Until within the last few years, sickness and death were regarded from a religious standpoint. All sickness was to be borne with patience and resignation because all our sufferings were sent by an all-wise Providence. But since science has clearly proved that typhoid fever is usually caused by an impure water supply, and that boiling the water would prevent the suffering, expense and possible death; that the dreaded yellow fever can be banished from communities that destroy the eggs of certain mosquitoes; and many other facts in regard to health have been learned, a great change has come over the popular belief. It is seen that, to a great extent, man holds his own fate and is responsible for his own suffering, and people are eager to learn more about their own bodies, how to cure them and how to keep them well.

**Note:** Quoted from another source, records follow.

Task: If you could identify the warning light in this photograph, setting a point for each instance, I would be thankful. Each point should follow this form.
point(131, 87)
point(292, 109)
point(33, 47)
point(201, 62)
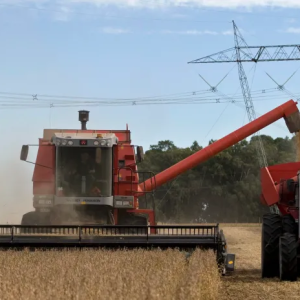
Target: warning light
point(83, 142)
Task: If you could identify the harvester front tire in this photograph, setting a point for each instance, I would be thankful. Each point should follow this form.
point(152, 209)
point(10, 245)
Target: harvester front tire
point(289, 225)
point(288, 257)
point(271, 232)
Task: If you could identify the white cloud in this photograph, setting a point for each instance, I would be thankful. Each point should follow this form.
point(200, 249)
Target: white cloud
point(169, 3)
point(113, 30)
point(293, 30)
point(197, 32)
point(228, 32)
point(63, 14)
point(291, 20)
point(190, 32)
point(193, 3)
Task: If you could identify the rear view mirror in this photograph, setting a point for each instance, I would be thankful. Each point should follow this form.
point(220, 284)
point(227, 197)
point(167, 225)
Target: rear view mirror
point(24, 152)
point(140, 153)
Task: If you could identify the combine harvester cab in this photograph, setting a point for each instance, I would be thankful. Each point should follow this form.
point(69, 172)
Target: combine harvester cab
point(87, 187)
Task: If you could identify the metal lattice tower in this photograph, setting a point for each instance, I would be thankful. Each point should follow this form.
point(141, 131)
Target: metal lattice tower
point(242, 53)
point(239, 41)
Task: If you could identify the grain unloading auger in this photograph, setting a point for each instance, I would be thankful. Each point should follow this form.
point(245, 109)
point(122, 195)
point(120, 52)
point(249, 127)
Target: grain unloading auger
point(86, 189)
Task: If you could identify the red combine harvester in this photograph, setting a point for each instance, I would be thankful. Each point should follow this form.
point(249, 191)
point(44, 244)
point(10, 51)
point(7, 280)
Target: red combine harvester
point(87, 187)
point(280, 251)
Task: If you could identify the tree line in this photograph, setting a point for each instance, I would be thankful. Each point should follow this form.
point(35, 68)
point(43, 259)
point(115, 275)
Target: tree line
point(225, 188)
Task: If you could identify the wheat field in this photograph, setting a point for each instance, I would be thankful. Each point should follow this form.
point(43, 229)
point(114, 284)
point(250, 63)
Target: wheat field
point(140, 274)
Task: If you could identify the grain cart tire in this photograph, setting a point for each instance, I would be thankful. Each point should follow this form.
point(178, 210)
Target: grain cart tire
point(271, 232)
point(34, 218)
point(288, 257)
point(289, 225)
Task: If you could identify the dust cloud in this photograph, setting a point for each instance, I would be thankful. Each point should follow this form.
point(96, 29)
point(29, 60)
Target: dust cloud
point(15, 186)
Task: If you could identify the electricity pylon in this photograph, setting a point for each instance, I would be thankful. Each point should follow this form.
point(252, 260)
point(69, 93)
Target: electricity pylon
point(242, 53)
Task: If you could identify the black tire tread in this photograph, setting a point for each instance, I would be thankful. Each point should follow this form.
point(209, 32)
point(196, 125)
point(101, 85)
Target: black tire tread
point(271, 232)
point(288, 257)
point(289, 224)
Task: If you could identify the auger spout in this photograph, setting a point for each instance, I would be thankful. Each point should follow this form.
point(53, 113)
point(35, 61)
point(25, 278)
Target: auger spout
point(289, 111)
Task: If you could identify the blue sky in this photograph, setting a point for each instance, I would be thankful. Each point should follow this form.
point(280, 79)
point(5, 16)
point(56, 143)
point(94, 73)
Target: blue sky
point(132, 49)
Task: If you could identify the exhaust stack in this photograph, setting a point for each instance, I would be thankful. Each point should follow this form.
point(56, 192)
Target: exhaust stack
point(83, 118)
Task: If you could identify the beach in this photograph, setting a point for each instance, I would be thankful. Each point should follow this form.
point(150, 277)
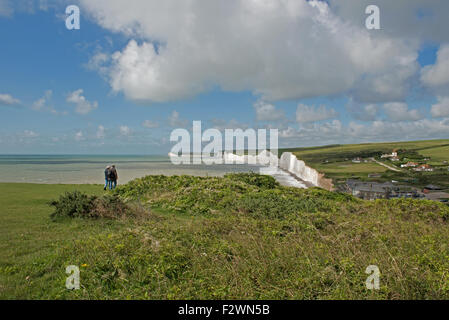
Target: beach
point(89, 169)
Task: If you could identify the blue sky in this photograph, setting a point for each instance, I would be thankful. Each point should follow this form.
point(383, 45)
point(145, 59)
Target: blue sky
point(55, 98)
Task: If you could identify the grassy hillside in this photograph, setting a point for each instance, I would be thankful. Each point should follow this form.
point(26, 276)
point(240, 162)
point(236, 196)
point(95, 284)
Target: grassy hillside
point(238, 237)
point(336, 161)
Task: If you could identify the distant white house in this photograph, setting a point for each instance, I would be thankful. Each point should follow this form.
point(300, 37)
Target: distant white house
point(393, 156)
point(409, 165)
point(424, 168)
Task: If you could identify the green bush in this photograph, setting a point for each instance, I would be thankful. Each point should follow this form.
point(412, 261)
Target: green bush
point(260, 181)
point(72, 205)
point(79, 205)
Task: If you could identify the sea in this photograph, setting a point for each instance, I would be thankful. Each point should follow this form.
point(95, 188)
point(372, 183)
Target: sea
point(89, 169)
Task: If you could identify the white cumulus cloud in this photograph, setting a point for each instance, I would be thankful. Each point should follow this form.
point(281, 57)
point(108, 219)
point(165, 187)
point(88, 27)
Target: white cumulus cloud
point(8, 100)
point(277, 49)
point(441, 108)
point(437, 75)
point(267, 112)
point(305, 114)
point(398, 111)
point(83, 106)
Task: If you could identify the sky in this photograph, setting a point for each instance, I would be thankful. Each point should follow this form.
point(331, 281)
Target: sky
point(138, 69)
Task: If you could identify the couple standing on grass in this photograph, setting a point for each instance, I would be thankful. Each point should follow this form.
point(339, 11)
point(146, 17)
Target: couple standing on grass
point(111, 177)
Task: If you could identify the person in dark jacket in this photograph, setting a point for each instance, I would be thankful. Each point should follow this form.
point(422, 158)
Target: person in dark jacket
point(113, 177)
point(106, 177)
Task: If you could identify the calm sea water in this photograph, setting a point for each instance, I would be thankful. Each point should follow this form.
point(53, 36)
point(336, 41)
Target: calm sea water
point(90, 169)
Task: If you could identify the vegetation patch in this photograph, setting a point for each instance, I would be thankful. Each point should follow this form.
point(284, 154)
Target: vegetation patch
point(76, 204)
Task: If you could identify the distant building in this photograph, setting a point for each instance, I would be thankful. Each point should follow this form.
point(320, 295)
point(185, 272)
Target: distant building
point(375, 190)
point(409, 165)
point(424, 168)
point(393, 156)
point(432, 187)
point(369, 190)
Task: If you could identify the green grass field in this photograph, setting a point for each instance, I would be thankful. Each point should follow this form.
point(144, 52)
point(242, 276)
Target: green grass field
point(238, 237)
point(334, 161)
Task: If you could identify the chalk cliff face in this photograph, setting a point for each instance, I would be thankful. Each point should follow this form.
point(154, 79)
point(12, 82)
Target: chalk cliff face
point(263, 158)
point(290, 163)
point(287, 162)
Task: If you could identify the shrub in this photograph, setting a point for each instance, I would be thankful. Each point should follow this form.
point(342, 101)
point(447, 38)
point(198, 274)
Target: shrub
point(79, 205)
point(72, 204)
point(261, 181)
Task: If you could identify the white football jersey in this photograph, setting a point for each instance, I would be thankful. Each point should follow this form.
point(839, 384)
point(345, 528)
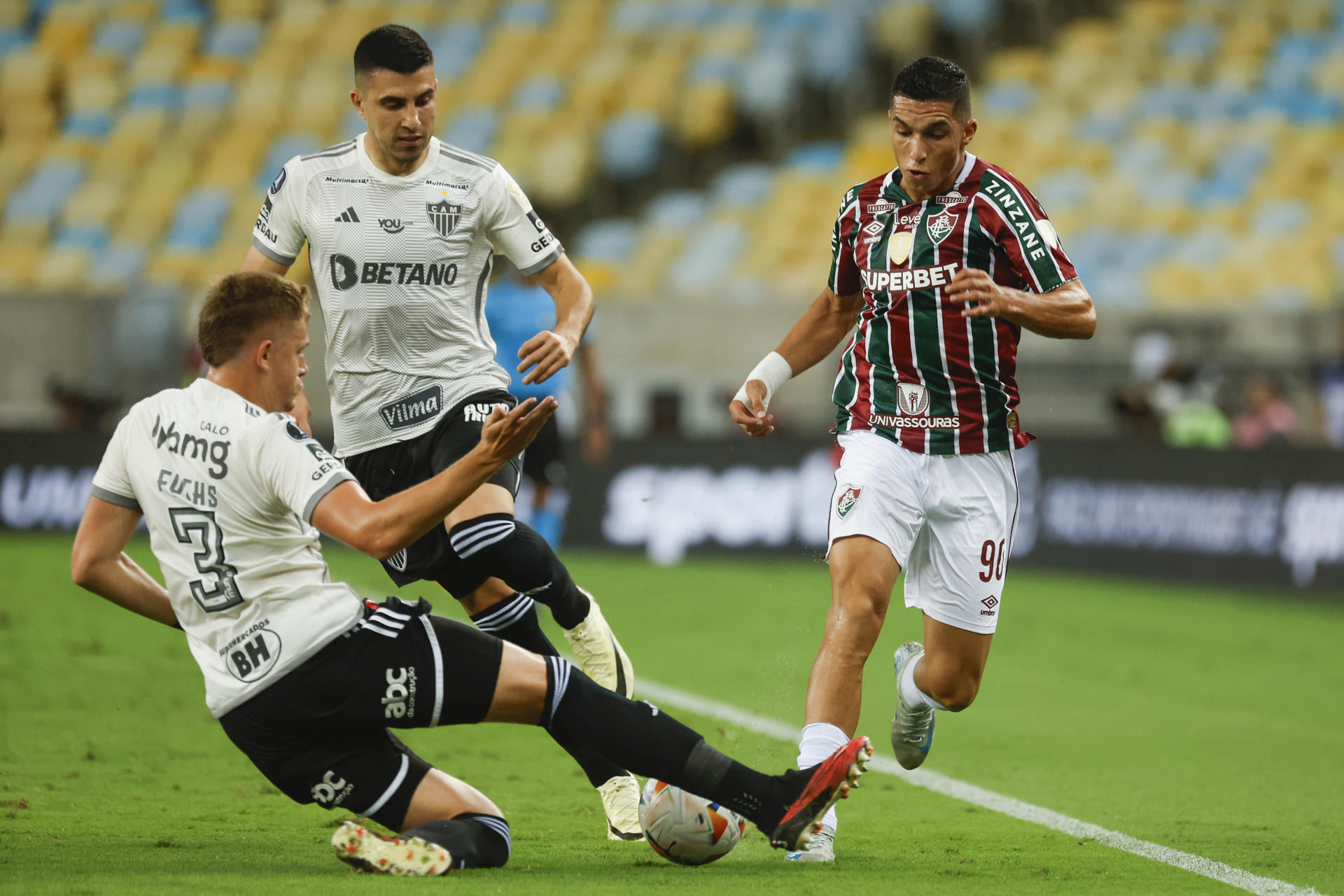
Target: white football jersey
point(401, 265)
point(227, 492)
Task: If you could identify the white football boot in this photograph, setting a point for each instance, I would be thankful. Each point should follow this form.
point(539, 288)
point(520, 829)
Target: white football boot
point(600, 654)
point(822, 848)
point(402, 856)
point(911, 729)
point(622, 802)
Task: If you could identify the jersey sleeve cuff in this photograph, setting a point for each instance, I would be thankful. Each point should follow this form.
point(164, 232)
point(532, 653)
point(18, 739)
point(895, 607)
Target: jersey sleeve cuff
point(112, 498)
point(546, 262)
point(270, 253)
point(340, 476)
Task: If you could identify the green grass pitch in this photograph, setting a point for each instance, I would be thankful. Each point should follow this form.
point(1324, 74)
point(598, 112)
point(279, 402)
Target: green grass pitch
point(1203, 720)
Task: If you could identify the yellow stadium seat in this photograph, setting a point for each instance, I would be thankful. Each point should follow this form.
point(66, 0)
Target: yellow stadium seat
point(64, 269)
point(67, 27)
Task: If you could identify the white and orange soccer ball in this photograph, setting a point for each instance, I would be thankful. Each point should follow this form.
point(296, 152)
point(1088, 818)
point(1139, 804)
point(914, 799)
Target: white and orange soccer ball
point(687, 830)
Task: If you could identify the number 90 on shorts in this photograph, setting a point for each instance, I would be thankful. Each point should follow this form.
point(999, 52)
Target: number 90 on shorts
point(948, 520)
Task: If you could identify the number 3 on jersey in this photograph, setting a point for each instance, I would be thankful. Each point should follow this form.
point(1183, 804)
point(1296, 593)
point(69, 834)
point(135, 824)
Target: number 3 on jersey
point(200, 530)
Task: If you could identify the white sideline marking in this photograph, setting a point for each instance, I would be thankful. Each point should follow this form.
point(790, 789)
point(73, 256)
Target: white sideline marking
point(988, 799)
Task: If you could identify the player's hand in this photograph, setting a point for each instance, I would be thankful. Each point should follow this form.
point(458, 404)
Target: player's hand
point(507, 433)
point(549, 352)
point(302, 412)
point(755, 422)
point(981, 295)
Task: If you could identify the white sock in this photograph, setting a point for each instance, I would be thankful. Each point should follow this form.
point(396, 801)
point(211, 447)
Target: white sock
point(819, 741)
point(910, 692)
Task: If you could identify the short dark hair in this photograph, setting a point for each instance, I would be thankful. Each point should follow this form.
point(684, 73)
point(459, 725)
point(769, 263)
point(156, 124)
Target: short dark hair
point(393, 48)
point(934, 78)
point(238, 304)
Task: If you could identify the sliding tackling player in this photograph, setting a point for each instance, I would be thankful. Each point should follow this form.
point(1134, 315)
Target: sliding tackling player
point(307, 679)
point(402, 232)
point(940, 262)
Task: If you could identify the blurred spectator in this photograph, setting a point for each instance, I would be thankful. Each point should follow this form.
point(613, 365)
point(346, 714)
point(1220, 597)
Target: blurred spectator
point(1329, 396)
point(517, 312)
point(1268, 418)
point(1172, 400)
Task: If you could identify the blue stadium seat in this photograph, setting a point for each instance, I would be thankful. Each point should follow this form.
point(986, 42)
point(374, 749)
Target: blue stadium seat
point(120, 38)
point(1194, 41)
point(454, 48)
point(820, 158)
point(608, 239)
point(155, 96)
point(473, 130)
point(76, 235)
point(539, 93)
point(526, 13)
point(200, 218)
point(118, 266)
point(708, 257)
point(631, 146)
point(743, 184)
point(88, 124)
point(235, 39)
point(676, 210)
point(45, 192)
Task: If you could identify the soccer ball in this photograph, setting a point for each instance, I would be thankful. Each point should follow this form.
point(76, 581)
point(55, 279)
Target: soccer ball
point(687, 830)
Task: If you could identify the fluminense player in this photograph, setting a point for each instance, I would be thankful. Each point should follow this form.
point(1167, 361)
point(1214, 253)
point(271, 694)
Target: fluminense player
point(937, 267)
point(307, 679)
point(402, 232)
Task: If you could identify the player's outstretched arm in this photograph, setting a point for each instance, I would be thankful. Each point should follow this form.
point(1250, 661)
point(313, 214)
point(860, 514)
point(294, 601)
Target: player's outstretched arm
point(1065, 312)
point(382, 528)
point(100, 564)
point(255, 261)
point(816, 335)
point(550, 351)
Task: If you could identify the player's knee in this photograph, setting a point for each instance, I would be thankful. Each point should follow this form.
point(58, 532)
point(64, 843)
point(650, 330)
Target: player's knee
point(953, 688)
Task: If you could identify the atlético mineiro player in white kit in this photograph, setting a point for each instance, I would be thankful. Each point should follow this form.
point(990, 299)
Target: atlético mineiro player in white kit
point(307, 679)
point(402, 232)
point(937, 266)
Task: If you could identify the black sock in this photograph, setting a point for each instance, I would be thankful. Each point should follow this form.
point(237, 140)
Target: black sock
point(472, 840)
point(514, 620)
point(500, 546)
point(652, 743)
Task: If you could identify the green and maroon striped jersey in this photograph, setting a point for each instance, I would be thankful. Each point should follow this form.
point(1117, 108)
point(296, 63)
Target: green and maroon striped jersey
point(917, 371)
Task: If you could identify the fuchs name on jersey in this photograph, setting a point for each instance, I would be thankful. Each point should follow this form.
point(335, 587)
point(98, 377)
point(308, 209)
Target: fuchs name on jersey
point(917, 371)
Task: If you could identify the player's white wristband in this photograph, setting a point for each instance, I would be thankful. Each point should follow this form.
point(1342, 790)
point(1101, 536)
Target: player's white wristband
point(773, 371)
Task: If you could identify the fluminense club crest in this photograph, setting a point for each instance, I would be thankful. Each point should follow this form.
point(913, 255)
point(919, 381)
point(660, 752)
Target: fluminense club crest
point(941, 225)
point(847, 500)
point(913, 398)
point(444, 216)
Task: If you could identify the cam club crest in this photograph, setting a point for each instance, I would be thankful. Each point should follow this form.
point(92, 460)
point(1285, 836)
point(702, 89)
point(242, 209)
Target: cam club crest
point(444, 216)
point(941, 225)
point(898, 248)
point(847, 500)
point(913, 398)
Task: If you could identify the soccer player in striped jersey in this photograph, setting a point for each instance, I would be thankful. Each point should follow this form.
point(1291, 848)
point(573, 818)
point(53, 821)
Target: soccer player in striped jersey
point(937, 267)
point(308, 680)
point(402, 234)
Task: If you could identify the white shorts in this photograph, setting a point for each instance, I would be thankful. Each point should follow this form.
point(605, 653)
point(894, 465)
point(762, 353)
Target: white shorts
point(948, 520)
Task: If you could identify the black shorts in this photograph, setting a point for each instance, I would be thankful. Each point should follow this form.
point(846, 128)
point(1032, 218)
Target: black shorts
point(321, 734)
point(543, 463)
point(396, 468)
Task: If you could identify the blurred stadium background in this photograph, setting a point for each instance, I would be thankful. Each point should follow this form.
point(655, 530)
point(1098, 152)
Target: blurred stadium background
point(691, 155)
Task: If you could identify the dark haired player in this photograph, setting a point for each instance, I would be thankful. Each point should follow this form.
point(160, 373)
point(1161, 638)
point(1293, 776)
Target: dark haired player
point(940, 262)
point(307, 679)
point(402, 232)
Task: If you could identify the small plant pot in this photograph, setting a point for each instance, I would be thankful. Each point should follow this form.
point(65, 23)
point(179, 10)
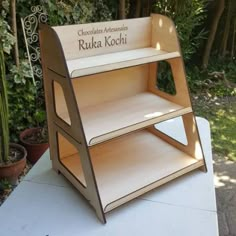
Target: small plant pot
point(34, 150)
point(12, 171)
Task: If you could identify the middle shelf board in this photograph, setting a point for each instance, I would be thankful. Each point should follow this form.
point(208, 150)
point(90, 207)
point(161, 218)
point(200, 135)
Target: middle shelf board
point(131, 165)
point(114, 118)
point(101, 63)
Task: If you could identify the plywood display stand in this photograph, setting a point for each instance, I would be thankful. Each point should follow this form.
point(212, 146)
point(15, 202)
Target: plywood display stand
point(102, 105)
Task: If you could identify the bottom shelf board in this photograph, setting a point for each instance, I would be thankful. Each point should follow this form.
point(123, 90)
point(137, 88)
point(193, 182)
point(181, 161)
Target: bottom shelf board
point(129, 166)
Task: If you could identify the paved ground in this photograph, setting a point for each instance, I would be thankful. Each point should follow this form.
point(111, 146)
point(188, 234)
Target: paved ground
point(225, 182)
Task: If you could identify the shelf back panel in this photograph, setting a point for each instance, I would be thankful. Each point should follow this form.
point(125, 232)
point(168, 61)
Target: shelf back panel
point(84, 40)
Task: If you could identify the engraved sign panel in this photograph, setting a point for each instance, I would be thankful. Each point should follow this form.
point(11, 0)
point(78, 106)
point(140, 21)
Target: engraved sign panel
point(101, 38)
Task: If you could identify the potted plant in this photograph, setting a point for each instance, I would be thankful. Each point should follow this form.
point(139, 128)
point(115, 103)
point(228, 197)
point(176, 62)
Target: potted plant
point(35, 140)
point(12, 156)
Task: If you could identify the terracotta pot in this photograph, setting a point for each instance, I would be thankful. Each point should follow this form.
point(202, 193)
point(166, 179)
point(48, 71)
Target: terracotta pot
point(34, 151)
point(12, 171)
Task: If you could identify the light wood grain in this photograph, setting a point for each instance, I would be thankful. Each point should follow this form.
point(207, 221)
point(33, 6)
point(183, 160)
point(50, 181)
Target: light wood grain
point(138, 36)
point(117, 60)
point(132, 163)
point(111, 119)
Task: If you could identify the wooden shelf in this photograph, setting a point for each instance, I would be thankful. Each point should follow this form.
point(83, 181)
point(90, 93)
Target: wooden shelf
point(101, 63)
point(131, 165)
point(112, 119)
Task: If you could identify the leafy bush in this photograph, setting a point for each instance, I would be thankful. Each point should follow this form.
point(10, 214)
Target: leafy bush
point(22, 99)
point(189, 16)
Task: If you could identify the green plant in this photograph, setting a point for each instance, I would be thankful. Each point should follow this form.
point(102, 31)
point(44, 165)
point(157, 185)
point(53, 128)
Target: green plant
point(6, 42)
point(22, 99)
point(4, 129)
point(189, 16)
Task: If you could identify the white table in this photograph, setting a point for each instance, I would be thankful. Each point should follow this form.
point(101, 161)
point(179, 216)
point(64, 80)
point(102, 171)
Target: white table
point(45, 203)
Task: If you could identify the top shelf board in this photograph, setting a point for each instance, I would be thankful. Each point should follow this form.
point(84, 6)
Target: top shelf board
point(112, 61)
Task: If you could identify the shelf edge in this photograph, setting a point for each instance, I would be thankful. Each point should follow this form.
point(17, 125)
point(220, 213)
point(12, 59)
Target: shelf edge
point(152, 186)
point(117, 133)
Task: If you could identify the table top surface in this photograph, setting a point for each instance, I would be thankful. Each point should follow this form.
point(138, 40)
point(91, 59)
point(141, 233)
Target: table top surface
point(46, 204)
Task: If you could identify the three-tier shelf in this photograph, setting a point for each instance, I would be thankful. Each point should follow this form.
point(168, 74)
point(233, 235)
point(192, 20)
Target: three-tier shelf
point(103, 103)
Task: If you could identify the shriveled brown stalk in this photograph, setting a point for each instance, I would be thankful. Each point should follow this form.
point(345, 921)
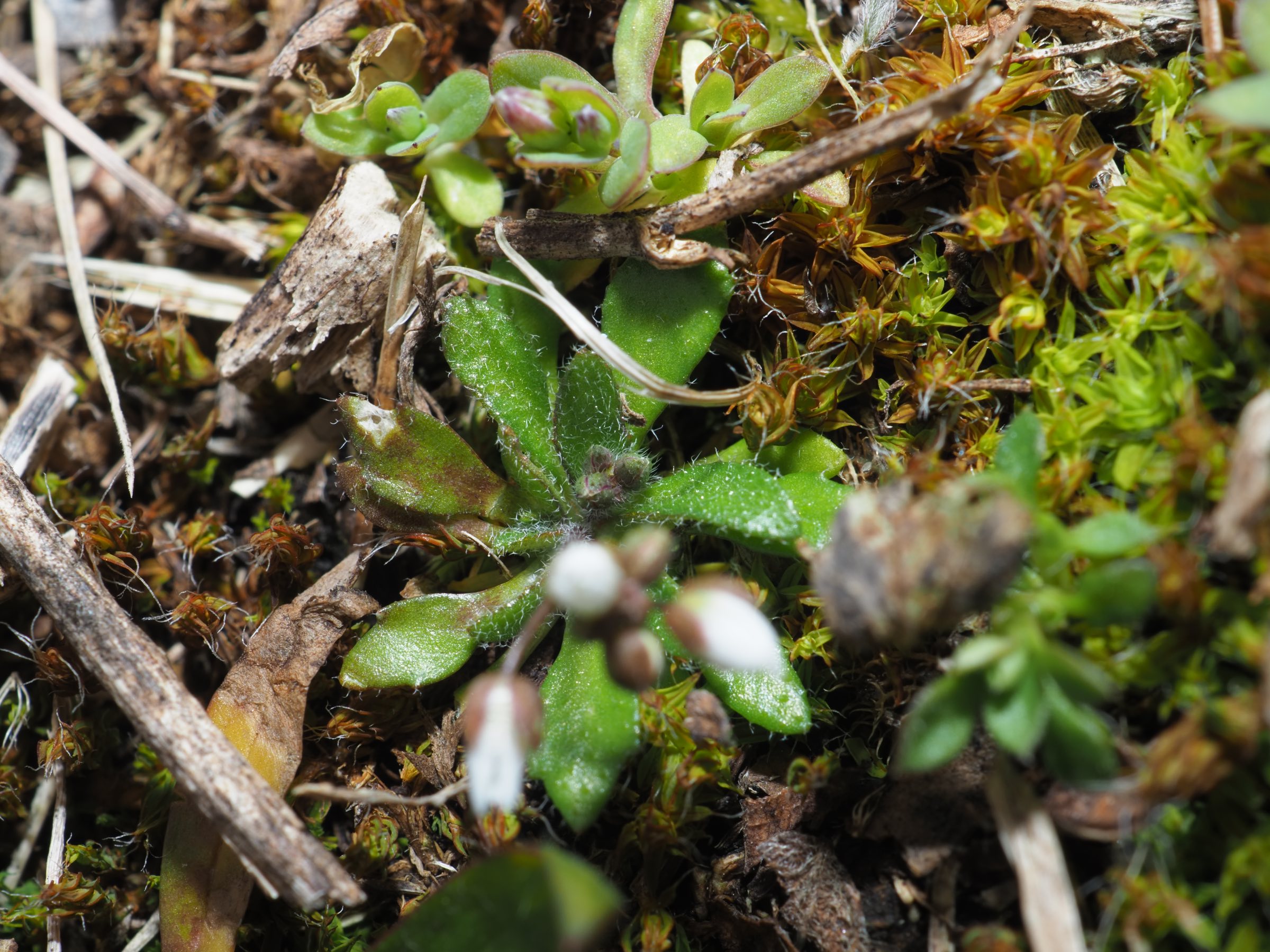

This knowledge has already done much to prolong life. The average length of life in India, where no attempt is made to check disease, is twenty-five years. In England the length of life has doubled in a few generations. In Sweden, where the people live a sanitary life, the average is over fifty years, in this country, forty-five years.
Insurance companies and benefit societies keep close watch of their members and they report that a person ten years old may now count on living to be sixty years of age. That is the average age, whereas a hundred years ago the average expectation of life at that age was only fifty-three years.
And this is true in spite of the fact that people have been crowding into cities, that they are living on richer foods, taking less exercise in the open air, living in houses which shut out the fresh air, and doing dozens of other things that have tended to lower rather than to raise the average.
We can scarcely realize the possibilities of life if, with all the present scientific knowledge of disease and health, we could have a generation of people living according to nature's laws.